At the Jerusalem Counsel (Acts 15), the questions, “What is the Gospel?” and “What must a person do to be saved?” were settled. According to Dr. C. I. Scofield, “Dispensationally, this is the most important passage in the New Testament. It gives the divine purpose for this age and for the beginning of the next” (Page 1169). A transition was taking place.
(For further explanation, see my tract: “Have You Made the Transition?” God was shifting gears! A change was taking place because of the death, burial and resurrection of Christ!” Christ is the end of the law for righteousness to every one that believeth” (Rom 10:4). If that means anything, it means that neither Jews or Gentiles have to keep the Jewish Law to be saved or holy! Salvation comes by “faith” in the faithfulness of Christ (Gal. 2:16, 20) and holiness comes by, “walking in the Spirit” (Rom. 8:4). We are free from the Mosaic Law! We are “dead to the Law” (Gal. 2:19). We are not bound by all those laws and ceremonies.
At this first church council a great fight took place because the Judaizers wanted to enslave the Gentile converts to their legalism (Acts 15:5). According to Galatians 2, Paul defended “that Gospel” which he preached (Gal. 2:2) – specifically the gospel which “was not according to man, for he had not received it from any man; he had not been taught it,” but had come to him by a direct “revelation” given to him “by Jesus Christ” (Gal. 1:11-17). Concerning this gospel he warned, “Though we, or an angel from heaven, preach any other gospel unto you than that which we have preached unto you, let him be accursed” (Gal. 1:8).
At the same time, James, Peter and John, (the “Pillars” of the Jerusalem Church) “extended the right hands of fellowship to Paul and Barnabas” to verify the authenticity of Paul’s Gospel being sent to the “heathen” and to re-affirm Peter’s apostolic authority to preach the Gospel to the Jews.
Both Paul and Peter had an active and fruitful ministry. They had labored for considerable time under the Scriptural guidelines set forth in Acts 15 and Galatians 2. Both believed in the oneness of Jews and Gentiles who believed in Christ. Peter testified, “God, which knows the hearts, bare them witness, giving them the Holy Ghost, as He did unto us; and put no difference between us and them, purifying their hearts by faith” (Acts 15:8-9).
However, by the time Peter comes to the Antioch Church, which was composed largely of Gentiles, Peter played the part of a coward and a hypocrite because of “fear of them…the circumcision” (Gal. 2:12). He believed one thing but behaved in a contrary manner. He “walked not uprightly according to the truth of the gospel!” (Gal. 2:14). This is what ignited the controversy between Paul and Peter! The very barrier that once stood between both Jews and Gentiles – once removed by the finished work of Christ – was in danger of being rebuilt (Gal. 2:18).
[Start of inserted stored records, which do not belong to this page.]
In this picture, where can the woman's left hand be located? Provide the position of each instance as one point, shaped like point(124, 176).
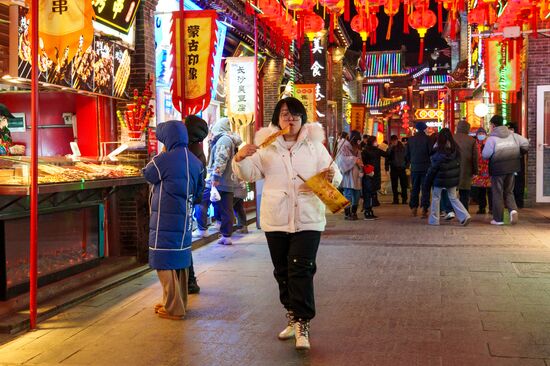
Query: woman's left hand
point(329, 173)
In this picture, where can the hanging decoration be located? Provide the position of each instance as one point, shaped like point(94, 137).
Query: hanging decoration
point(193, 66)
point(422, 20)
point(502, 67)
point(137, 114)
point(61, 24)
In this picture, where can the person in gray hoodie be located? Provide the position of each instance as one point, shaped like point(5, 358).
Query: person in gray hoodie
point(503, 149)
point(220, 175)
point(468, 161)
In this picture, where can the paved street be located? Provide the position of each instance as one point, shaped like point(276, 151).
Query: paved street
point(390, 292)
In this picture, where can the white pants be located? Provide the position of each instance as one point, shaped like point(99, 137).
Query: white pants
point(461, 213)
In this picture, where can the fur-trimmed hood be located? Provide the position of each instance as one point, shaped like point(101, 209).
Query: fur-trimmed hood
point(312, 131)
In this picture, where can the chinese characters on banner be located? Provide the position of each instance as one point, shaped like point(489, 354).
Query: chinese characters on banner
point(318, 74)
point(61, 23)
point(306, 94)
point(116, 14)
point(193, 66)
point(358, 112)
point(242, 90)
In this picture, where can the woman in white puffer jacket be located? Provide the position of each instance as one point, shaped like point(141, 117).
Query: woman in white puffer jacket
point(291, 216)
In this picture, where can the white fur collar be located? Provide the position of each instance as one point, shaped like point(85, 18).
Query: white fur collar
point(313, 131)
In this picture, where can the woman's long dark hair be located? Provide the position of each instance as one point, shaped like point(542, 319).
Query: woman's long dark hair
point(445, 142)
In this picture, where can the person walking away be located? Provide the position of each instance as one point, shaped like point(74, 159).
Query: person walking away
point(481, 182)
point(349, 163)
point(197, 130)
point(444, 175)
point(175, 176)
point(372, 179)
point(519, 181)
point(292, 216)
point(397, 166)
point(468, 160)
point(419, 149)
point(503, 149)
point(220, 175)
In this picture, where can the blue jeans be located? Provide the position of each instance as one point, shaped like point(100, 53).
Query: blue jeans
point(352, 195)
point(418, 179)
point(459, 209)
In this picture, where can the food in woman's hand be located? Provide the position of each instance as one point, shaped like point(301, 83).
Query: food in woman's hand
point(268, 141)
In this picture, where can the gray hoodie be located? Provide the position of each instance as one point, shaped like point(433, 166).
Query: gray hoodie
point(224, 144)
point(503, 150)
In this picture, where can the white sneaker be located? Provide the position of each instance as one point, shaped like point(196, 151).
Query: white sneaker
point(288, 332)
point(513, 217)
point(225, 240)
point(198, 233)
point(301, 330)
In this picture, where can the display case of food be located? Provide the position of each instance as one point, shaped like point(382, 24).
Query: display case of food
point(56, 173)
point(74, 198)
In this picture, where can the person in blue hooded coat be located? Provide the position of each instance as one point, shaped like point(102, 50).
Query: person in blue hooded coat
point(176, 178)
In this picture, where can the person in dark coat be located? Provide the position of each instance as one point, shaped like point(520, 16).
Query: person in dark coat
point(176, 179)
point(444, 174)
point(418, 152)
point(197, 130)
point(397, 166)
point(372, 178)
point(468, 160)
point(519, 181)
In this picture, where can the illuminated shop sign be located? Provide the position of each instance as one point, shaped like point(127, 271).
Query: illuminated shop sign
point(116, 14)
point(428, 114)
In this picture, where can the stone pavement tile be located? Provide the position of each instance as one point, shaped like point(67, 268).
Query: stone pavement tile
point(519, 349)
point(474, 360)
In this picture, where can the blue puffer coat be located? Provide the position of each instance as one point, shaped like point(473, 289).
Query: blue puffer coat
point(176, 176)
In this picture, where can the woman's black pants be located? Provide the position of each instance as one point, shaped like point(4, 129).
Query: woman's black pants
point(293, 256)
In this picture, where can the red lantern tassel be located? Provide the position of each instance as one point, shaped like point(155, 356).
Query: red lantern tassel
point(453, 26)
point(439, 16)
point(405, 19)
point(534, 21)
point(331, 29)
point(421, 51)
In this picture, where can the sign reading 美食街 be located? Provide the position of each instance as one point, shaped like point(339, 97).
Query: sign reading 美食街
point(306, 94)
point(428, 114)
point(358, 112)
point(116, 14)
point(193, 65)
point(241, 90)
point(318, 71)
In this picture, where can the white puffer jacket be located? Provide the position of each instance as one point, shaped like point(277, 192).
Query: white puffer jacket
point(287, 204)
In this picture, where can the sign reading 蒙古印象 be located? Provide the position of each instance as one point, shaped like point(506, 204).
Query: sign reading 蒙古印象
point(192, 59)
point(241, 90)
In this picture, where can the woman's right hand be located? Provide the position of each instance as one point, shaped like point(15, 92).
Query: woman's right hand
point(245, 151)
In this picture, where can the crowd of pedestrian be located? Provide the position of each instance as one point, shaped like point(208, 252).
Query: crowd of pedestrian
point(445, 172)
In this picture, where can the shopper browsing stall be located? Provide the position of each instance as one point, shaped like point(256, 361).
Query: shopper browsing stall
point(292, 217)
point(176, 179)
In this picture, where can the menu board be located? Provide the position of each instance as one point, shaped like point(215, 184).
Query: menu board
point(102, 68)
point(116, 14)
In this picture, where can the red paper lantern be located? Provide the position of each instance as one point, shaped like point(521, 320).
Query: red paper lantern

Lesson: The church cannot be run on legalism and be Christian in the Biblical sense of the word! Though we are sympathetic to, and can understand the pressure and intimidation brought to bear on Peter, and others – he even seduced Barnabas to frustrate the Gospel of God’s Grace (Gal. 2:13).
Peter was wrong and was to “blame.” Truth cannot be compromised without conflict. In this sad incident we learn that it is better to follow Paul than Peter. Peter stumbled and wobbled on occasion in his spiritual life and his example is a reminder that we all are “smeared with the same stick!” We need to “walk circumspectly, not as fools, but as wise” (Eph. 5:15).
Thankfully, Peter recovered from this strong censure of the Apostle Paul (2 Pet. 3:15-16) and serves as an encouragement to all when the finger of “blame” is pointed at us – there is hope and grace of our recovery, too!